Remove all, but the data of interest.

The next step involves filtering the data to remove portions not relevant to immediate use. Filters reduce the amount of data shown in visualizations, canvases, and projects. Helps us to bring in more focus into our project. Filtering defines visualisation and there are 3 kinds-

Range filters: Range filters are applied to data elements to limit data to a range of contiguous values, such as revenue of $100,000 to $500,000. Or you can create a range filter that excludes (as opposed to includes) a contiguous range of values.

List filters: Applied to data elements that are text data types and number data types that aren’t aggregatable.

Date filters: Use calendar controls to adjust time or date selections. You can either select a single contiguous range of dates, or you can use a date range filter to exclude dates within the specified range.

Mine

Here we apply methods from statistics or data mining as a way to discern patterns or place the data in a mathematical context.

Represent

Choose a basic visual model, such as a bar graph, list, or tree.

The Represent stage is a linchpin that informs the single most important decision in a visualization project and can make you rethink earlier stages. How you choose to represent the data can influence the very first step (what data you acquire) and the third step (what particular pieces you extract).

Refine

Improve the basic representation to make it clearer and more visually engaging.

In this step, graphic design methods are used to further clarify the representation by calling more attention to particular data (establishing hierarchy) or by changing attributes (such as color) that contribute to readability.

Interact

Add methods for manipulating the data or controlling what features are visible.
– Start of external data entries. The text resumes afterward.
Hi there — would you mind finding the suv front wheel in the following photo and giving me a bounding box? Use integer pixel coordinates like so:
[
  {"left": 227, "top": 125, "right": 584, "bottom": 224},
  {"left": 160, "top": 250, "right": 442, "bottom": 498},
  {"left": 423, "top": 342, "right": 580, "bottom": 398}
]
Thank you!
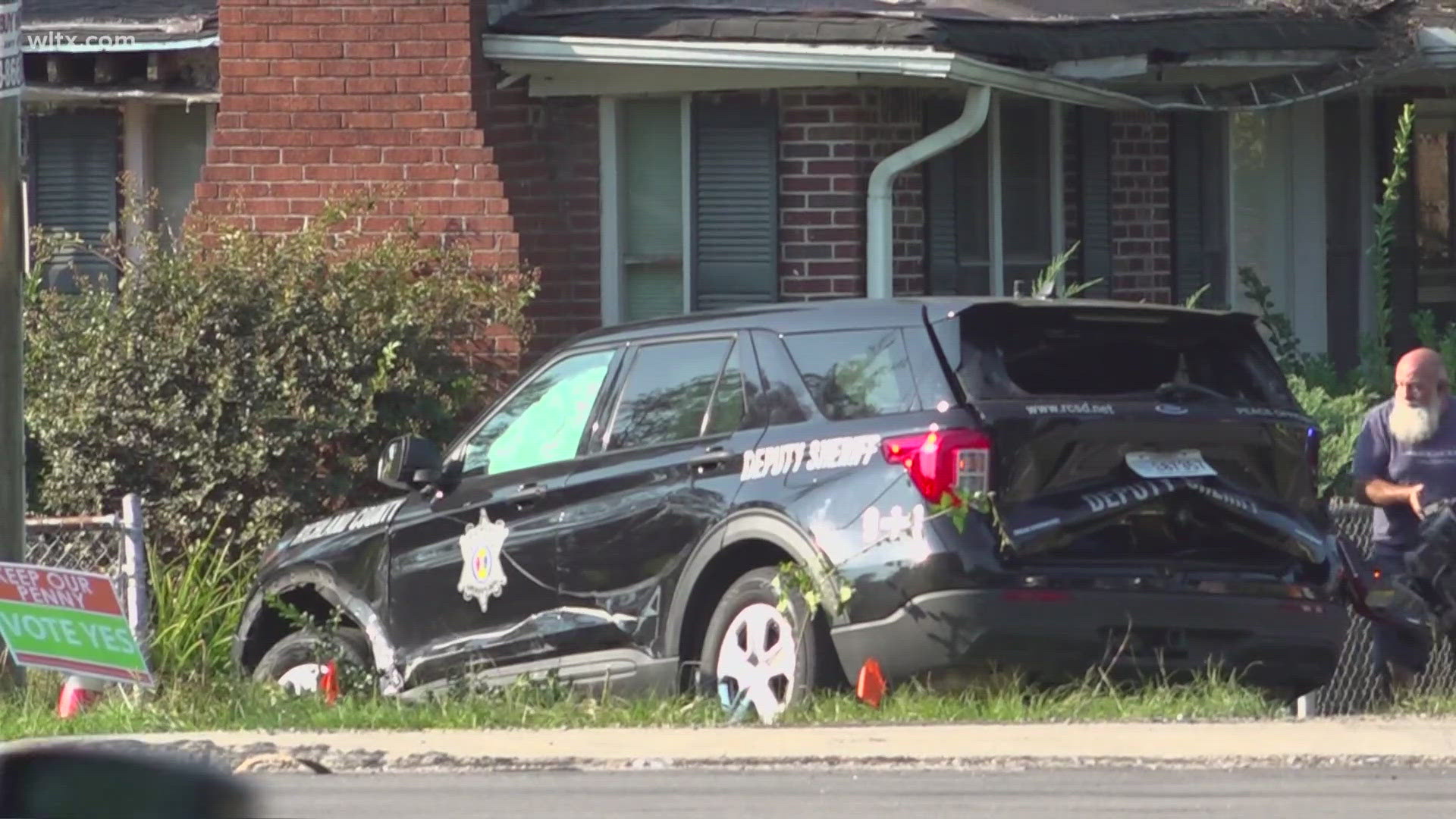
[
  {"left": 701, "top": 567, "right": 830, "bottom": 723},
  {"left": 253, "top": 628, "right": 370, "bottom": 694}
]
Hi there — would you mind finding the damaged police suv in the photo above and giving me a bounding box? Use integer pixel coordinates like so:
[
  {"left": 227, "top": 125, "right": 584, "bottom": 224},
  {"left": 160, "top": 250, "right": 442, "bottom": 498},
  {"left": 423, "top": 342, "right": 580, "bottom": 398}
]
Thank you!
[{"left": 234, "top": 297, "right": 1351, "bottom": 714}]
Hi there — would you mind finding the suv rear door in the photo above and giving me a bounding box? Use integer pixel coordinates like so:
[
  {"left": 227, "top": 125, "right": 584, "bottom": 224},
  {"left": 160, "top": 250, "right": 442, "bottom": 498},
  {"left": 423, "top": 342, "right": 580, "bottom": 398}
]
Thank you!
[
  {"left": 937, "top": 302, "right": 1331, "bottom": 573},
  {"left": 559, "top": 331, "right": 763, "bottom": 670}
]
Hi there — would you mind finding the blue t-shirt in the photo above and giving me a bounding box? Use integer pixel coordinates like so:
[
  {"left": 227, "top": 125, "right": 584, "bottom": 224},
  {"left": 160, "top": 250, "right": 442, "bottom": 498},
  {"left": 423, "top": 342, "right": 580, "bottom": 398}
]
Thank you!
[{"left": 1351, "top": 400, "right": 1456, "bottom": 554}]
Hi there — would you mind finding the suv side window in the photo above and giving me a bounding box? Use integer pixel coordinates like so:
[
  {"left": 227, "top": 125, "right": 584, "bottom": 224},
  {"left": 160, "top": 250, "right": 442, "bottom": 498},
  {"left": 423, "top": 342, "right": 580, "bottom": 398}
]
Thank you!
[
  {"left": 462, "top": 350, "right": 616, "bottom": 476},
  {"left": 606, "top": 338, "right": 742, "bottom": 450},
  {"left": 783, "top": 328, "right": 918, "bottom": 421},
  {"left": 703, "top": 340, "right": 748, "bottom": 436}
]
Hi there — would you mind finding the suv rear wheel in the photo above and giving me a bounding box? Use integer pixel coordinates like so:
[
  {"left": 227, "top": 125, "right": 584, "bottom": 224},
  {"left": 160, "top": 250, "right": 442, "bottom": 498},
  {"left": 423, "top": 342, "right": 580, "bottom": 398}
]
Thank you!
[{"left": 701, "top": 567, "right": 831, "bottom": 723}]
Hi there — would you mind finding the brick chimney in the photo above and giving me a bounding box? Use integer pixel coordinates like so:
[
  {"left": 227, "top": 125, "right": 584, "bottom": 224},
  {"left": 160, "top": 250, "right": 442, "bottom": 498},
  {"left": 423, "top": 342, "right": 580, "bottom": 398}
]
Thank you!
[{"left": 196, "top": 0, "right": 600, "bottom": 351}]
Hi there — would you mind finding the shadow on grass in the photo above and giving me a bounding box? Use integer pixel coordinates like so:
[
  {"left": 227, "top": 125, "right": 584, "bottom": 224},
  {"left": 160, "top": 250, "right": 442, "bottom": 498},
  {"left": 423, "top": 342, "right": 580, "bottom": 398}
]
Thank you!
[{"left": 0, "top": 655, "right": 1284, "bottom": 740}]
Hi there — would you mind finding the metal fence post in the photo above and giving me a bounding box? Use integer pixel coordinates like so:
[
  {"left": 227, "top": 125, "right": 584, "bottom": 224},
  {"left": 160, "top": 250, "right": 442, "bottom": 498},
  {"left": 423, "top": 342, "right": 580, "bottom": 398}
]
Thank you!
[{"left": 121, "top": 494, "right": 149, "bottom": 654}]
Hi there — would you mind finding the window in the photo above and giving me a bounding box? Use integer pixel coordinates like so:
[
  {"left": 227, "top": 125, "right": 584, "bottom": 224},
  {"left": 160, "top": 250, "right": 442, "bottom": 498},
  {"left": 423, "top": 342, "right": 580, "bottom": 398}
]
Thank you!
[
  {"left": 152, "top": 105, "right": 211, "bottom": 239},
  {"left": 783, "top": 329, "right": 916, "bottom": 421},
  {"left": 703, "top": 341, "right": 748, "bottom": 436},
  {"left": 620, "top": 96, "right": 687, "bottom": 321},
  {"left": 926, "top": 93, "right": 1062, "bottom": 296},
  {"left": 29, "top": 108, "right": 121, "bottom": 293},
  {"left": 463, "top": 350, "right": 614, "bottom": 475},
  {"left": 1228, "top": 101, "right": 1333, "bottom": 354},
  {"left": 607, "top": 338, "right": 742, "bottom": 450},
  {"left": 601, "top": 95, "right": 779, "bottom": 324}
]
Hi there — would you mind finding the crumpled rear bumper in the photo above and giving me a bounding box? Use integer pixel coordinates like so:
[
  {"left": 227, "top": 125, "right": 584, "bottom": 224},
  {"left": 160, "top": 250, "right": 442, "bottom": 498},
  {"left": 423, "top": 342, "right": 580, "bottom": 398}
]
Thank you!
[{"left": 833, "top": 588, "right": 1350, "bottom": 692}]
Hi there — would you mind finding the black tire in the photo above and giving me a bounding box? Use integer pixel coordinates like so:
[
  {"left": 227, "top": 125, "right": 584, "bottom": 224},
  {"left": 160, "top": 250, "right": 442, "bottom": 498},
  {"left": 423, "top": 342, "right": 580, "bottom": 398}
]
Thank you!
[
  {"left": 699, "top": 567, "right": 843, "bottom": 713},
  {"left": 253, "top": 628, "right": 373, "bottom": 691}
]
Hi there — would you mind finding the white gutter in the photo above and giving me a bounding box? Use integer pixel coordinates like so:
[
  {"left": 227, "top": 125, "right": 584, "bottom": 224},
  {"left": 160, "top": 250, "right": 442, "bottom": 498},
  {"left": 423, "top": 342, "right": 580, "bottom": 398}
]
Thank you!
[
  {"left": 22, "top": 86, "right": 223, "bottom": 105},
  {"left": 20, "top": 32, "right": 218, "bottom": 54},
  {"left": 482, "top": 33, "right": 1149, "bottom": 109},
  {"left": 864, "top": 86, "right": 992, "bottom": 299}
]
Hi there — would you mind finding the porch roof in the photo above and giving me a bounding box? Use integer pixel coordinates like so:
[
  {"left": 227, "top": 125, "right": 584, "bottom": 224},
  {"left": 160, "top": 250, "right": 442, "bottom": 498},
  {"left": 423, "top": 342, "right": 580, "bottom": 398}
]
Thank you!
[
  {"left": 20, "top": 0, "right": 217, "bottom": 52},
  {"left": 486, "top": 0, "right": 1414, "bottom": 109}
]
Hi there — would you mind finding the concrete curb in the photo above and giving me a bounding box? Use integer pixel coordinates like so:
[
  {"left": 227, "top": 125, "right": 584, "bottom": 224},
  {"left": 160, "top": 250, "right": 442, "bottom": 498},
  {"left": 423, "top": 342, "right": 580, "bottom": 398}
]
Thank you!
[{"left": 9, "top": 718, "right": 1456, "bottom": 774}]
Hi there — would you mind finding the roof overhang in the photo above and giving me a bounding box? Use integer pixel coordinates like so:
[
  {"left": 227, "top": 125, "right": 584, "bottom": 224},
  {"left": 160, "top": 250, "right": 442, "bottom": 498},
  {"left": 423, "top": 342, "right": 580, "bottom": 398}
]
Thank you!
[{"left": 483, "top": 33, "right": 1149, "bottom": 109}]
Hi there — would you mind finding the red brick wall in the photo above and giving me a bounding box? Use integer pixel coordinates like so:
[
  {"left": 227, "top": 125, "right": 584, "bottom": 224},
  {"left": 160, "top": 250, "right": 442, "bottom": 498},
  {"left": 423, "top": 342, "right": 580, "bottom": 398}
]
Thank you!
[
  {"left": 196, "top": 0, "right": 600, "bottom": 356},
  {"left": 1060, "top": 105, "right": 1083, "bottom": 281},
  {"left": 779, "top": 89, "right": 924, "bottom": 299},
  {"left": 1112, "top": 111, "right": 1172, "bottom": 303}
]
The next stage allows viewers control or explore the data. Here a programmer is brought in to enable Interactions that might cover things like selecting a subset of the data or changing the viewpoint. As another example of a stage affecting an earlier part of the process, this stage can also affect the refinement step, as a change in viewpoint might require the data to be designed differently.

Iteration

The last step before the cycle continues. The connections between the steps in the process illustrate the importance of the individual or team in addressing the project as a whole. This runs counter to how visualization is commonly understood- as a siloed task that is generally associated with a data gatherer and graphic designer. At the end of interaction- we learn that building a robust and timeless data visualization project will require us to revisit previous steps and continuously update.

Popular culture references of a sales meeting or a presentation give us the image where a professional presents a chart of scatterplots to provide a decisive insight. In reality, the process is deep and iterative. Ready-made visualizations can help produce a quick view of your data set, but they’re inflexible commodity items that can be implemented in packaged software. Any bar chart or scatter plot made with Excel will look like a bar chart or scatter plot made with Excel. Packaged solutions can provide only packaged answers, like a pull-string toy that is limited to a handful of canned phrases, such as “Sales show a slight increase in each of the last five years!”

As the amount of big data increases, data visualization processes that can use them to generate insights for the viewer’s computer and on mobile devices is a multimillion-dollar opportunity that requires a structure-driven engagement.